The Reads Lost graph shows at what stage of the pipeline reads are filtered out. The “reads remaining” portion of the graph indicates the number of reads that passed host filtering and QC steps and went into the analysis and pathogen identification portion of the pipeline. The value for “reads remaining” will depend on numerous variables including (but not limited to):
- Type of sample material - For example, samples from cerebrospinal fluid (CSF) will contain more host reads than a fecal sample. Therefore, CSF samples will result in fewer reads remaining after host filtering compared to fecal samples. CSF samples often have > 99% of reads removed during the host filtering steps, as one expects the microbial fraction to be minimal compared to the human fraction. Stool samples, on the other hand, may have a much lower percentage of reads removed during host filtering steps, since the bulk of the genetic material is expected to be microbial rather than host-derived. Remember that, regardless of the selected host, human reads are filtered out.

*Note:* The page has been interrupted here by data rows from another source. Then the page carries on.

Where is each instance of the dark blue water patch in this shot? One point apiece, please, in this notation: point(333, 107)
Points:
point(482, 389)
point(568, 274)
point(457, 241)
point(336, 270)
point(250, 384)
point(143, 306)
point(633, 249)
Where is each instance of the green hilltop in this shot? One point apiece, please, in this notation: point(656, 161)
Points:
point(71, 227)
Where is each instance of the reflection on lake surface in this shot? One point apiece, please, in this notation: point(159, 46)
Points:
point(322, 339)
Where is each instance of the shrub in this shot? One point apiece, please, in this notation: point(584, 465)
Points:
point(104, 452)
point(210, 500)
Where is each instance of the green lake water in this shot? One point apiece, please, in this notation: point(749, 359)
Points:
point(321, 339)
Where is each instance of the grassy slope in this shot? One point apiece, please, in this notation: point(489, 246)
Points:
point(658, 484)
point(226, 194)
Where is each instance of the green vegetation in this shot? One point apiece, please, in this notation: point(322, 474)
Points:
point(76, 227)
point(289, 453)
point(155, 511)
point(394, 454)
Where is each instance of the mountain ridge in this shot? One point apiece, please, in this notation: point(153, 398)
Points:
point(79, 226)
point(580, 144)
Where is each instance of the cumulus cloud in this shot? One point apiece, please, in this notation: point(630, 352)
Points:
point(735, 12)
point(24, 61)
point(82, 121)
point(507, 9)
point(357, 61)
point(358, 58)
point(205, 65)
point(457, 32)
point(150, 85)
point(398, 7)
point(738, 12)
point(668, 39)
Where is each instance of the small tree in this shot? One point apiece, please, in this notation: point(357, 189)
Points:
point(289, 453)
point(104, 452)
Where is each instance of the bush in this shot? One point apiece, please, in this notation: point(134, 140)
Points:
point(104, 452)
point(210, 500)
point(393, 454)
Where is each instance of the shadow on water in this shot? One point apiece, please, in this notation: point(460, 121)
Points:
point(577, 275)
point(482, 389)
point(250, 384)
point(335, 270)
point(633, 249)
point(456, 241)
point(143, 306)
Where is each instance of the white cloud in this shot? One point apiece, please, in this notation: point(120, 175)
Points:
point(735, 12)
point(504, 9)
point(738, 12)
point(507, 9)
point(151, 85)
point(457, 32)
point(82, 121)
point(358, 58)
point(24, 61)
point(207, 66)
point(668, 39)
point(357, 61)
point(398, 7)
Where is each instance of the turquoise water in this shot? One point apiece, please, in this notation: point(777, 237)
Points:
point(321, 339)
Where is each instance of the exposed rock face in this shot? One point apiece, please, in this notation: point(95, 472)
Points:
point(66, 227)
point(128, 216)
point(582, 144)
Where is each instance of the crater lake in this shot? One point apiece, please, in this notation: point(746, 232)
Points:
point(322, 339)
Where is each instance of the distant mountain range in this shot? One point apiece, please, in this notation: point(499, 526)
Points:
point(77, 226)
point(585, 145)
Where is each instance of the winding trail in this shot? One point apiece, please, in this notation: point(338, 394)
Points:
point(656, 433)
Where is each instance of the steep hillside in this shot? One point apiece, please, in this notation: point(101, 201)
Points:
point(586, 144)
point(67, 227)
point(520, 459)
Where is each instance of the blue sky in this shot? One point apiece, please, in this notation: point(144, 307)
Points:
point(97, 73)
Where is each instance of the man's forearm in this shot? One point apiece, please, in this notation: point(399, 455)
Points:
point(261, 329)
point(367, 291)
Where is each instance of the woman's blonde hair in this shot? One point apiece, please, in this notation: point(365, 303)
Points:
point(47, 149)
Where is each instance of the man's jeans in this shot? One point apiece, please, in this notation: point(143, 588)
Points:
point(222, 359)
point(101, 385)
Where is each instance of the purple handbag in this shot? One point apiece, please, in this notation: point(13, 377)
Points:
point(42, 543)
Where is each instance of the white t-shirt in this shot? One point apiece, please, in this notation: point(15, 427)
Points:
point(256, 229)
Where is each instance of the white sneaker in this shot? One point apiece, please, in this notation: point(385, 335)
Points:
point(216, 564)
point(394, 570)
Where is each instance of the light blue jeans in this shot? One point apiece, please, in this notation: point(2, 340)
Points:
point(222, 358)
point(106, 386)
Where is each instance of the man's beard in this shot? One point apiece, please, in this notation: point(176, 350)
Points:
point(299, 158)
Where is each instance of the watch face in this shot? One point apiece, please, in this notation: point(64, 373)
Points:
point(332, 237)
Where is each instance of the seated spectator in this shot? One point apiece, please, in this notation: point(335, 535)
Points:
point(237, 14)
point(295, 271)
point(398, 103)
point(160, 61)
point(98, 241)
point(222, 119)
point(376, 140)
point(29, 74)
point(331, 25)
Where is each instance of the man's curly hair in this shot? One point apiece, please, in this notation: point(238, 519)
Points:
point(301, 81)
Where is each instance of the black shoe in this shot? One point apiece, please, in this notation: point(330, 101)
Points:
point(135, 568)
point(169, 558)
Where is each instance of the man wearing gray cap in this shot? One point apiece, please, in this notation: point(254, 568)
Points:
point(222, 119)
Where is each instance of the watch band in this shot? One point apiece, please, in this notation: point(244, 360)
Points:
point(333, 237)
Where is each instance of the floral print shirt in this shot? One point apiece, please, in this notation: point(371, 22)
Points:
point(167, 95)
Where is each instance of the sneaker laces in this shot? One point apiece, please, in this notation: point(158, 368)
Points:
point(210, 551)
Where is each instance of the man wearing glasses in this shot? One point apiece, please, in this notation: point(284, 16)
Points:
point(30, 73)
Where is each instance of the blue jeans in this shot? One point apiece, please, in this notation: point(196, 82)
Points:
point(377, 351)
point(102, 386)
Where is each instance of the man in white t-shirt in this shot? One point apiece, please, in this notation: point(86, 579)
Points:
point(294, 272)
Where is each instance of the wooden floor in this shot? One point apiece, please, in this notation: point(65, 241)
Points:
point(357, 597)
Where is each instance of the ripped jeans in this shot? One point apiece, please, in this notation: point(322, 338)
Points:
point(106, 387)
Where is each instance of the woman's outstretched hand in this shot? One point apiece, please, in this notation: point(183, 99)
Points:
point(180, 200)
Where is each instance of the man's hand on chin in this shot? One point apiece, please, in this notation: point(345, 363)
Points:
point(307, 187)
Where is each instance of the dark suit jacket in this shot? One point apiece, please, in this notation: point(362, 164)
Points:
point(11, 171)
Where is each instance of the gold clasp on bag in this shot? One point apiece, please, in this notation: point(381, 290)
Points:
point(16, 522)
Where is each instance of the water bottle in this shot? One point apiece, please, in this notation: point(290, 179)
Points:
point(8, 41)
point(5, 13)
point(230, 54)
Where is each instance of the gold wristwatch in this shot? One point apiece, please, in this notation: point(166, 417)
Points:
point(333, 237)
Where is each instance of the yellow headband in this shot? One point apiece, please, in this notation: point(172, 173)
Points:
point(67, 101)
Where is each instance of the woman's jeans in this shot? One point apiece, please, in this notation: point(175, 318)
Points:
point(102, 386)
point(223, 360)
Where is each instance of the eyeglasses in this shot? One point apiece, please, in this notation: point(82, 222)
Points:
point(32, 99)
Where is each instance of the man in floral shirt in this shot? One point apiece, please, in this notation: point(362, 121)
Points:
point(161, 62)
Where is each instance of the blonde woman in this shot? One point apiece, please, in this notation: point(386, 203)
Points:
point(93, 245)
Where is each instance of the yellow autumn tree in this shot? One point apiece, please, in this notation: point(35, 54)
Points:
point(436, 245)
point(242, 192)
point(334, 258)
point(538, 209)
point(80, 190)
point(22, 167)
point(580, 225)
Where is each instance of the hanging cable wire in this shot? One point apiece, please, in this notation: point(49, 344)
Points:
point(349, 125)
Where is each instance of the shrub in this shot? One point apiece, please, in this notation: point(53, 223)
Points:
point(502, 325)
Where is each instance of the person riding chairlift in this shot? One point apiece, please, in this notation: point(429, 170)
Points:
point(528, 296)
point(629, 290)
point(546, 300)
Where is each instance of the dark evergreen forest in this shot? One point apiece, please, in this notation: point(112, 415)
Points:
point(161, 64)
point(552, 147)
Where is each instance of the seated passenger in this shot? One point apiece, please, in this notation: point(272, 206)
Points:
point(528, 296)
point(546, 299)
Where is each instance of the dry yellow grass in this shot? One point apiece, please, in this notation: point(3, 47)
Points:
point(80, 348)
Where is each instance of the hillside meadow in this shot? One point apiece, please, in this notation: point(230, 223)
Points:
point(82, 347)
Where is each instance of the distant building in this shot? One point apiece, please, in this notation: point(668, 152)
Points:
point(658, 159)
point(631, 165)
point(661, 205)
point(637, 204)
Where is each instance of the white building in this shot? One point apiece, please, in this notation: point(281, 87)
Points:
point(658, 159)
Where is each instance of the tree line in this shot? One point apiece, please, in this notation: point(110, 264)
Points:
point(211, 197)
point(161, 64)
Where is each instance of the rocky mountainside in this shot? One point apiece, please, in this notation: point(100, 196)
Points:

- Whether or not host reads were filtered - If the host did not have a sequenced genome and “ERCC only” was selected for the host genome when uploading the sample to CZ ID, then no reads would be lost during host filtration. No host filtering will result in a greater number of reads remaining.
- Read quality - If many of the reads were filtered out due to low-quality, there would be a smaller number of reads remaining.
- Sample storage conditions - If the sample was not stored properly, the nucleic acid may have degraded resulting in many short sequences that may be filtered out during adapter trimming. This would decrease the number of reads passing QC filtering.
- Duplication level - If many reads are flagged as duplicates during the "identify duplicates" step, the DCR will be large. High duplication levels may indicate that there was a large amount of PCR amplification during the library preparation stages, resulting in many duplicate sequences. Note that CZ ID is not intended for use with amplicon libraries (e.g., 16S sequencing).
- Read complexity - If many reads are filtered out during QC filtering, this would indicate that the sequencing reads were had relatively low complexity (e.g., contain high proportion of homopolymer nucleotides or simple sequence repeats).